И лишь иногда, в те несколько спокойных минут, что у нее были перед сном, Павлина задумывалась о жизни, которой она могла бы жить среди других женщин, неторопливой и размеренной...
В конце концов, у меня есть мой старый медведь, вздыхала она. И еще рядом со мной всегда будет Контин.
.34.
Прошло целое десятилетие после гибели его жены, и все эти годы слились для Сергея в единый миг подготовки к одному-единственному акту возмездия. Иногда это ему самому казалось каким-то безумием, в других же случаях — делом справедливым и благородным. Кто-то убил твою семью. Ты отправляешь его в ад. Все просто, и ни к чему все усложнять.
К этому времени он, сам того не осознавая, стал мощным воином, оставив далеко позади и Алексея-Казака, и даже Разина. Сила и мощь, растущие не по дням, а по часам, так и изливались из него, словно подтверждение его мастерства, непобедимости, смиряемые разве что периодическими взбучками Серафима.
Но с вместе с метаморфозой, которая произошла в Сергее, все сильнее становилось его беспокойство и нетерпение. Вопрос, который он уже не раз задавал себе, по-прежнему не давал ему покоя: сколько еще я буду позволять Дмитрию Закольеву ходить по этой земле? В мыслях он то и дело устремлялся на юг, к черте оседлости.
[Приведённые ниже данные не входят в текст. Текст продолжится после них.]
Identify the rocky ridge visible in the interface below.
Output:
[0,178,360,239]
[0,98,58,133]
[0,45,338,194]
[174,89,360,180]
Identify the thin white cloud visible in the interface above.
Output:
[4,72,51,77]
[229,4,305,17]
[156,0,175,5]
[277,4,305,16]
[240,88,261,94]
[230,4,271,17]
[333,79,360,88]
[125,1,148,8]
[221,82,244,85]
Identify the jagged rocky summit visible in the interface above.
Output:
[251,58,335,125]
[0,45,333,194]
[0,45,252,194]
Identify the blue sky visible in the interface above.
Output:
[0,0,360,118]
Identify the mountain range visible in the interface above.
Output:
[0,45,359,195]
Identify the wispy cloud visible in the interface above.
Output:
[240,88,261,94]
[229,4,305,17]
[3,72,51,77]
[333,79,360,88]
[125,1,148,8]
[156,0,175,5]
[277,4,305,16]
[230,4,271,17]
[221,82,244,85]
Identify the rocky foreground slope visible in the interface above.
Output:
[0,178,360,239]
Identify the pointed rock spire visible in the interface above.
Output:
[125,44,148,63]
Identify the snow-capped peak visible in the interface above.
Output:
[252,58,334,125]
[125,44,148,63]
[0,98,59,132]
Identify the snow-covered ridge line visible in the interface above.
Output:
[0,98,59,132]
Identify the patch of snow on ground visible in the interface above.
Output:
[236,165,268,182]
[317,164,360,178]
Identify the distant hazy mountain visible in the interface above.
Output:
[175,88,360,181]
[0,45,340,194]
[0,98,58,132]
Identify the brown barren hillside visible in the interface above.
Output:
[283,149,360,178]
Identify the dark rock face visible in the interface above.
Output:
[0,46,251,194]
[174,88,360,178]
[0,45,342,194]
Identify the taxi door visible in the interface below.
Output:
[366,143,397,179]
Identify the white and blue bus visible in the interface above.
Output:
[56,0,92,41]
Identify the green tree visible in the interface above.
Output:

Едва ли закольевская банда покончила со своим прошлым. Скорее всего, они и дальше продолжают проливать кровь невинных людей.
Сергей наконец принял решение. Пришло его время снова отправляться в путь. Но и расстаться со своим старым учителем, вдруг понял Сергей, ему будет непросто. Он восхищался Серафимом, и к этому восхищению, неожиданно понял он, было подмешано еще и чувство зависти, зависти к тому миру, который царил в этой уединенной обители, к чувству умиротворения и благодати, которых, возможно, Сергей никогда и нигде не найдет более. И все же ему хотелось верить, что однажды и ему удастся познать то, что так хотел открыть для него старый монах.
Он сообщил Серафиму о своем решении при следующей же встрече:
—Серафим, пришло время мне собираться в дорогу. Серафим только молча разгладил бороду и сказал:
—Что ж, может, и так... Но мне все-таки непонятно, Сократес, как ты собираешься победить столько людей зараз, когда ты не можешь даже старика-монаха поставить на место?
— Ты хочешь сказать, что, прежде чем уйти, я должен победить тебя?
— Ты ничего мне не должен. Это скит, а не тюрьма.
Двери открыты — можешь уйти, когда захочешь.
— Я хотел бы уйти с твоим благословением.
— Ты уже получил мое благословение, в тот день, когда мы только встретились. И даже раньше...
— Серафим, ты ведь понял, что я хотел сказать. Старый монах улыбнулся.
— Мы оба поняли, о чем идет речь. Я просто хотел сказать вот что: если ты победишь меня в спарринге, это будет хороший знак, что ты уже готов.